Pour flirter avec « les francophones », la direction du PLQ a soumis à son Conseil général tenu à Montréal après la quasi défaite de 2007, la proposition de mettre sur pied un groupe de travail sur l’identité québécoise. Rien de très révolutionnaire, tranquille ou pas …

À la queue leu leu, des militants.tes se sont présentés.es au micro dans un hôtel montréalais pour dénoncer la dérive proposée : les discussions sur l’identité québécoise appartenaient à l’ADQ et au PQ, pas au PLQ.(2)

La base du Parti libéral du Québec a alors statué que l’identité québécoise est le Voldemort de la politique québécoise : la réalité dont on ne doit pas prononcer le nom.

Toujours plus bas

Moins du quart des votes exprimés le premier octobre 2018 l’ont été en faveur du Parti libéral du Québec. Clairement, il n’y a pas que des francophones qui ont alors largué le PLQ. Pour les férus des « vraies affaires » chères au premier ministre sortant, le compte est de quarante-deux élections sur cent cinquante-et-un ans, 42 élections sur 151 ans, où le PLQ avait eu un meilleur résultat que sous Philippe Couillard.

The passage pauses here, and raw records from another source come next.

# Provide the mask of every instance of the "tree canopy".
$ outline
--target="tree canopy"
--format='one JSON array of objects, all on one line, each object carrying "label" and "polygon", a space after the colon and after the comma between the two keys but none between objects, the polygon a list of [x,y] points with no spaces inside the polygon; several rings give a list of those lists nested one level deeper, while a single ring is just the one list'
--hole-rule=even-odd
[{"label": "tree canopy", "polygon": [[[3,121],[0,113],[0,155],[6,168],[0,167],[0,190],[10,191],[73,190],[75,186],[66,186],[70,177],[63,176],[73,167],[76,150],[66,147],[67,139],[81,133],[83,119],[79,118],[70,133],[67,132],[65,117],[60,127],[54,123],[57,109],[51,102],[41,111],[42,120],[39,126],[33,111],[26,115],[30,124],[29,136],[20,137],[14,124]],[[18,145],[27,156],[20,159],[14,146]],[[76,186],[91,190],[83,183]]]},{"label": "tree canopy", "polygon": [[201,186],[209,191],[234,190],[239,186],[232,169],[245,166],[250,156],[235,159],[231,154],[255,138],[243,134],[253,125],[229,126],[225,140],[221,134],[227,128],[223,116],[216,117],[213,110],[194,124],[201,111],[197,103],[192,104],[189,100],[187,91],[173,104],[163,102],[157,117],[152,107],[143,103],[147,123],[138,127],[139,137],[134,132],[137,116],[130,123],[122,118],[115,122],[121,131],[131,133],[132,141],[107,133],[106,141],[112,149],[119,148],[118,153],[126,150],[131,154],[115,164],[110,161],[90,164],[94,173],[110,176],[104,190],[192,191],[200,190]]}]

Pourtant, comme ils l’avaient fait au lendemain de la quasi-défaite de 2007, les libéraux ont attribué leur cinglante défaite de 2018 au désamour des francophones. Au lieu de se demander pourquoi tant de votes leur ont échappé, les libéraux provinciaux ont fait leur analyse en fonction de la langue des électeurs.trices.

Si le lendemain de l’élection de 2018 a ressemblé au lendemain du scrutin de 2007, c’est parce que c’est pareil.

Le résultat

Et si la veille de l’élection de 2022 ressemble à la veille de l’élection de 1989, c’est parce que c’est pareil : des Anglo-Québécois créent maintenant des partis politiques parce qu’ils trouvent que le PLQ ne défend pas suffisamment leur communauté.

Ça s’appelle l’ironie du sort : des leaders proclamés éclairés du Parti libéral du Québec ont conclu que les francophones les ont largués alors que des anglophones se sentent délaissés par « leur » parti.

Jean Charest et Philippe Couillard ont bâti leur carrière sur l’épouvantail de la division fédéraliste/souverainiste, comme si l’unanimité était le signe d’une saine démocratie.
Ils ont pour ce faire transformé en conflit ethno-linguistique le débat politique au Québec. Le résultat de leur stratégie est un fiasco pour les libéraux provinciaux.

Dominique Anglade n’est pas responsable de la débandade de son parti ; elle en est l’héritière.